S H E R L O Q U E

15 juin, 2010

44. Silverville, mardi 25 mai 2010

Filed under: l'atelier de poterie,la société — sherloque @ 5:49

- Bonjour Mr Sherloque. On est bien en terrasse, hein! Je m’asseois là?

- Bonjour Basile. Oui bien sûr.

- Vous prenez une bière avec moi?

- C’est pas de refus. Alors, votre copine Francette, vous l’avez retrouvée?

- Oui oui, on a fait la paix. Je me suis excusé.

- Elle est vachement sympa, en tout cas.

- Vous la connaissez alors?

- Ben, comme vous m’aviez dit que vous la cherchiez, quand je l’ai vu à une table avec son livre, je me suis présenté et je lui ai dit que vous la cherchiez. Du coup, on a même déjeuner ensemble en haut à la brasserie, samedi. Il y avait un monde fou. Les serveuses montaient et descendaient l’escalier au pas de charge!

- Ah!

- Vous savez, j’en ai un peu marre de faire le grand-père encombrant chez ma fille. Si je pouvais rencontrer une gentille dame pour vivre ailleurs, je ne dirais pas non.

- Ah!… oui bien sûr. Tiens, la voilà justement.

- Bonjour les hommes, comment ça va?

- Tu as sorti tes robes d’été, on dirait! Et ton atelier de poterie, où c’en est?

- Ne m’en parles pas! Je n’arrive pas à me mettre dans l’idée que c’est fini, ça me fend le coeur, ça me dessèche la moelle…

- Tiens, je ne connaissais pas cette expression.

- Pas étonnant, je viens de l’inventer. Alors, Basile, comment allez-vous?

- Très bien, merci Francette.

- Oui, tu comprends, cet atelier, je l’ai créé de toute pièce. J’ai restauré la maison et aménagé la grange en atelier. Maintenant c’est mort et il faut que je parte pour pouvoir louer les locaux. Je ne veux pas aller vivre chez mon fils et être à charge…

- Non, ça, je déconseille carrément. Moi, quand j’ai vendu ma ferme, j’ai emménagé chez ma fille en ville ici à Silverville. C’est pas à faire.

- Pourquoi? Vous ne vous entendez pas avec votre fille?

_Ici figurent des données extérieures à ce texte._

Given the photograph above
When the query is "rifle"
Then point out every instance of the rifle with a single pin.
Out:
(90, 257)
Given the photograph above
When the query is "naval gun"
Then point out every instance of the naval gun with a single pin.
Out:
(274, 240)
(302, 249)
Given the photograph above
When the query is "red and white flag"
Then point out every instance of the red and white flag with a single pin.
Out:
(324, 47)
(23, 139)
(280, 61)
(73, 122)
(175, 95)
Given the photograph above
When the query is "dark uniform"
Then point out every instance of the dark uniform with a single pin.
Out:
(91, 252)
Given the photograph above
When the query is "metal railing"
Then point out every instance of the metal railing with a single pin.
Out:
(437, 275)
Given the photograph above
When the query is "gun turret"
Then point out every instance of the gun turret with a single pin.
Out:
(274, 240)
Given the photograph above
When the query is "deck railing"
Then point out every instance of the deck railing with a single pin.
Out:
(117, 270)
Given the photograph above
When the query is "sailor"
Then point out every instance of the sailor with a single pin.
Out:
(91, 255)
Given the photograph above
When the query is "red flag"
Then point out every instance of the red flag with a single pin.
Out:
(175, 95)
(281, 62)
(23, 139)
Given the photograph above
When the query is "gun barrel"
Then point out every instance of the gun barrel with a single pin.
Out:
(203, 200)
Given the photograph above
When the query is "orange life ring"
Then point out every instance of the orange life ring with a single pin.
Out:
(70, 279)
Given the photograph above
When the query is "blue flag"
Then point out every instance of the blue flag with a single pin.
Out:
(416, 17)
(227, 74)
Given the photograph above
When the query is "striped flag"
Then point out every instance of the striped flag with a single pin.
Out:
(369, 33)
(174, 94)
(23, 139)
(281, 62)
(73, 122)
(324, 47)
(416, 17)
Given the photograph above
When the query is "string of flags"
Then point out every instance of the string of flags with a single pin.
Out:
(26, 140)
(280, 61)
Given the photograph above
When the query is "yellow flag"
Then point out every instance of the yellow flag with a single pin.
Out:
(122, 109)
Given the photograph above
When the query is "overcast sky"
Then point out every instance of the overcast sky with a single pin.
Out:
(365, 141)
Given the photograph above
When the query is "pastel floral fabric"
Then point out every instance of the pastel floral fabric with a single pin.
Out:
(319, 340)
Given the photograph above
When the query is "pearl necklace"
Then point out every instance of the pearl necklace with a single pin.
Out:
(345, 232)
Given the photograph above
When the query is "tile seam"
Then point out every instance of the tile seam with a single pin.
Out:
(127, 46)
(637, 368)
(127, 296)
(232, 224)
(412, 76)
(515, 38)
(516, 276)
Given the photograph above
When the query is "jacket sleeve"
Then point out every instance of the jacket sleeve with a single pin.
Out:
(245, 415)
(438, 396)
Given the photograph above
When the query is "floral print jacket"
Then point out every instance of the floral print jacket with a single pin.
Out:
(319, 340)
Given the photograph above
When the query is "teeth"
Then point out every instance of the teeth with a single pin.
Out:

- Si, si. Le problème, c’est que je n’existe plus pour ainsi dire. Pourtant j’ai mon indépendance. Ils m’ont aménagé l’étage du bas de plain pied avec le jardin. C’est pas les occupations qui me manquent. Mais ma fille et son compagnon travaillent et sont rarement libres pour causer. J’ai l’impression de ne pas les intéresser du tout.

- Vous avez des petits-enfants?

- Oui, Francette. J’en ai deux, une fille et un garçon. Ils sont ados et se bornent à me dire bonjour en passant de temps en temps. Je ne les intéresse absolument pas. Et c’est pas une impression!

- C’est triste. Toute une vie à raconter et personne que ça intéresse. Je me souviens comme ça de mon arrière-grand-père à la communion de mon frère, ça devait être en 1957 ou 8. Il avait peut-être 90 ans, se tenait droit comme un piquet, encore grand et svelte. Eh bien, tout le temps de la réunion de famille, le repas, les conversations et tout, il est resté assis droit sur sa chaise. Personne ne lui a adressé la parole. Personne n’a discuté avec lui. Comme s’il était déjà mort. Mais pas enterré! Maintenant que j’y pense, ça me fait froid dans le dos.

- Messieurs dames, qu’est-ce que je vous sers?